Женщина из соседнего дома, родственница Тенгеля, оказывала ей большую помощь в первые дни пребывания в этой чужой долине. Элдрид была самой обыкновенной женщиной. У нее не было ни намека на демонические черты Тенгеля, ни красоты его умершей сестры. Она была крестьянка, деятельная и решительная, и, конечно, одинокая, поскольку никто не осмеливался вступать в брак с потомками Тенгеля Злого. Но она значительно больше знала о ведении домашнего хозяйства и маленьких детях, чем Силье.
А поскольку Тенгель передал весь свой скот ей, она приносила каждый день молоко, хотя Силье и говорила, что может сама ходить за ним. Но Элдрид предпочитала делать по-своему.
Силье старалась изо всех сил поддерживать в доме порядок. Теперь ей приходилось делать все самой. Таскать воду из колодца, который наполовину замерз, колоть и носить дрова, разжигать очаг в холодные утренние часы, печь хлеб, стирать одежду для себя и детей, пытаться мастерить швейные иглы из рыбных костей. А в довершение всего у нее было дело, которое требовало от нее особенно много сил. На хуторе у Бенедикта Мари и Грета разгружали ее от заботы о детях. Теперь все это свалилось на нее одну. К своему огорчению она поняла, что не справлялась. Грудной ребенок, заболевший в конце длинной дороги, и весьма своенравная двухлетняя девочка почти сводили ее с ума. Она чувствовала себя совершенно беспомощной. Элдрид видела, как она уставала.

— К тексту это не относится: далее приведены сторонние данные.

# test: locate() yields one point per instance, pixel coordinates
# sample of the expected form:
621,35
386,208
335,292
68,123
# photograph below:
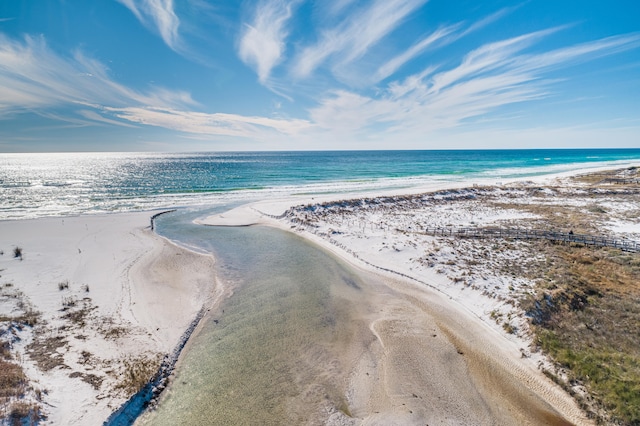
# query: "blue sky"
184,75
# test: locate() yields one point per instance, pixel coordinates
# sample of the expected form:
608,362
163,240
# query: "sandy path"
435,362
135,281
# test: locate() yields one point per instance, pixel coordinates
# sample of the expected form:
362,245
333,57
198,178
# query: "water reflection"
275,351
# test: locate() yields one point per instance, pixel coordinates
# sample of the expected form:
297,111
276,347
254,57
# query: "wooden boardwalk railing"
626,245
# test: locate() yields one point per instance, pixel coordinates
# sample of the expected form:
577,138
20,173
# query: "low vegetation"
137,372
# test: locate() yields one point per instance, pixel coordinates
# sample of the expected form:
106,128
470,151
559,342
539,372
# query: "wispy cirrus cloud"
216,124
488,78
262,44
33,76
34,79
354,35
390,67
158,15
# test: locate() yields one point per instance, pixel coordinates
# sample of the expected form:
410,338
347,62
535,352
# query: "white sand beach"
112,298
133,294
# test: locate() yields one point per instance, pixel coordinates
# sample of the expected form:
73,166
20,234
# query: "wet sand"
360,348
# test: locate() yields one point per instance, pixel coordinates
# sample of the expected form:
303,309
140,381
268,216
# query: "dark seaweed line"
147,396
568,237
155,216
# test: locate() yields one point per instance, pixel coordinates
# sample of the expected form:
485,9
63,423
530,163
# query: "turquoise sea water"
36,185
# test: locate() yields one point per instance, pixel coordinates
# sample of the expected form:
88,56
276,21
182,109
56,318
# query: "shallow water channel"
276,349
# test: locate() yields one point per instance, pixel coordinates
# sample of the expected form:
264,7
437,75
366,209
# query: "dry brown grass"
586,310
137,372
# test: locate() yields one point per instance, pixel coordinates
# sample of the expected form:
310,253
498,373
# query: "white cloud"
492,76
158,15
262,44
209,124
395,63
33,76
355,35
35,79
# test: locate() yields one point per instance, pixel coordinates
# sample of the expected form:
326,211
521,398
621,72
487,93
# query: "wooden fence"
568,237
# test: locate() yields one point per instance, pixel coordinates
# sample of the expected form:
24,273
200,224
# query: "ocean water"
274,352
37,185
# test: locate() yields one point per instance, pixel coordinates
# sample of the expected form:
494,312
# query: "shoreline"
111,297
272,213
75,248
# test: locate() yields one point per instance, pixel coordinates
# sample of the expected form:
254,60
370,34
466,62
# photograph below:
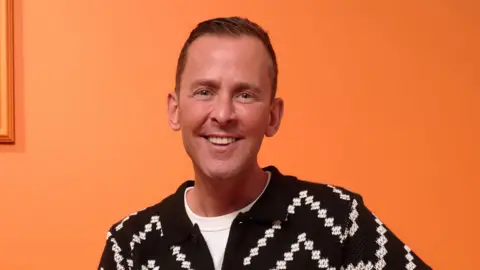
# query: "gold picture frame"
7,134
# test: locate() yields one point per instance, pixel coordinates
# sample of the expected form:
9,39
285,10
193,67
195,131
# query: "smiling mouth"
221,140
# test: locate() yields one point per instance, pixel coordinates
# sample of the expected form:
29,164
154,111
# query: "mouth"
221,141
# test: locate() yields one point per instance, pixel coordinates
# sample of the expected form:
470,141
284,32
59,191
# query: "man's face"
224,106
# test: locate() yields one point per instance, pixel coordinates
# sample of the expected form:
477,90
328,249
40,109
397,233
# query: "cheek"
190,116
255,123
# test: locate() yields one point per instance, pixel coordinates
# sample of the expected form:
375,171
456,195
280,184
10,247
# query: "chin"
221,169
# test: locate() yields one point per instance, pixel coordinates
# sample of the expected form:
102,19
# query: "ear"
173,111
276,114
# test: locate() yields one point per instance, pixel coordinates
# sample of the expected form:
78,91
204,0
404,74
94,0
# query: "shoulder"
303,197
136,226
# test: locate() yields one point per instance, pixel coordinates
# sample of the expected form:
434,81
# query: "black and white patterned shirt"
295,224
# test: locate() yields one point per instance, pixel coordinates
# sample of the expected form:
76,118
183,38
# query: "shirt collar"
270,207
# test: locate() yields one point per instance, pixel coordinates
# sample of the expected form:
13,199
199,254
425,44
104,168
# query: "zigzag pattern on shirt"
181,257
380,253
262,242
155,220
410,265
308,245
117,257
303,200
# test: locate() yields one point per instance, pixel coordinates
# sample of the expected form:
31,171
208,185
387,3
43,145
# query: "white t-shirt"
215,230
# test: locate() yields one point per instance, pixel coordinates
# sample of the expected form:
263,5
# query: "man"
235,214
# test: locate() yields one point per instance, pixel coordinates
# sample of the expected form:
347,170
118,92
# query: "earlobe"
276,114
172,107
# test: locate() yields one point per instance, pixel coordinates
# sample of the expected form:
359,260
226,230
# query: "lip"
222,147
218,135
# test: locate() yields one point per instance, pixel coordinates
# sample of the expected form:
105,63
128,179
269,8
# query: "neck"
216,197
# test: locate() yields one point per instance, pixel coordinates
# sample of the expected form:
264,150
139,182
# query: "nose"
224,111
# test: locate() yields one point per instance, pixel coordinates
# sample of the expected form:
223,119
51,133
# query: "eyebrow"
215,84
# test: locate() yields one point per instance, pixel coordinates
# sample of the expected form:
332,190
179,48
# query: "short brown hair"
233,26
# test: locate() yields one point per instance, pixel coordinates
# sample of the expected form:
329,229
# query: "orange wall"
381,98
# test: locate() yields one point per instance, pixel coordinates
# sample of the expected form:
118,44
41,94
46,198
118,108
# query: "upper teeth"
218,140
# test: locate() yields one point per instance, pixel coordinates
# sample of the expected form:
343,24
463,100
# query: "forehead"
228,58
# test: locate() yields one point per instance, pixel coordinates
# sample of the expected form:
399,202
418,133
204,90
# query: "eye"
245,96
202,93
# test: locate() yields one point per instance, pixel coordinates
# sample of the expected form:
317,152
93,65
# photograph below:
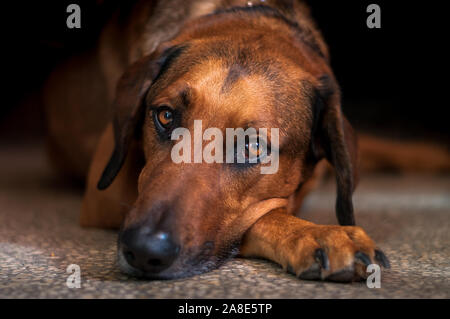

— Тебе только семнадцать лет, девочка, а ты оказалась с двумя чужими детьми на руках. Мне не кажется, что ты не имеешь склонности к домашнему хозяйству. Здесь ты сделала очень хорошо и работала за семерых, но в углах у тебя полно пыли.
Силье безнадежно смахнула слезы.
— Я это знаю. Я думала, что, по крайней мере, справлюсь с детьми, но у меня нет терпения.
Из спальни слышался дикий рев Суль. Она получила шлепок за то, что насыпала на пол пылающие угли, хотя Силье запретила ей это делать. Ее рев заглушал постоянное хныканье Дага. К тому же хлеб, который Силье попыталась испечь, подгорел.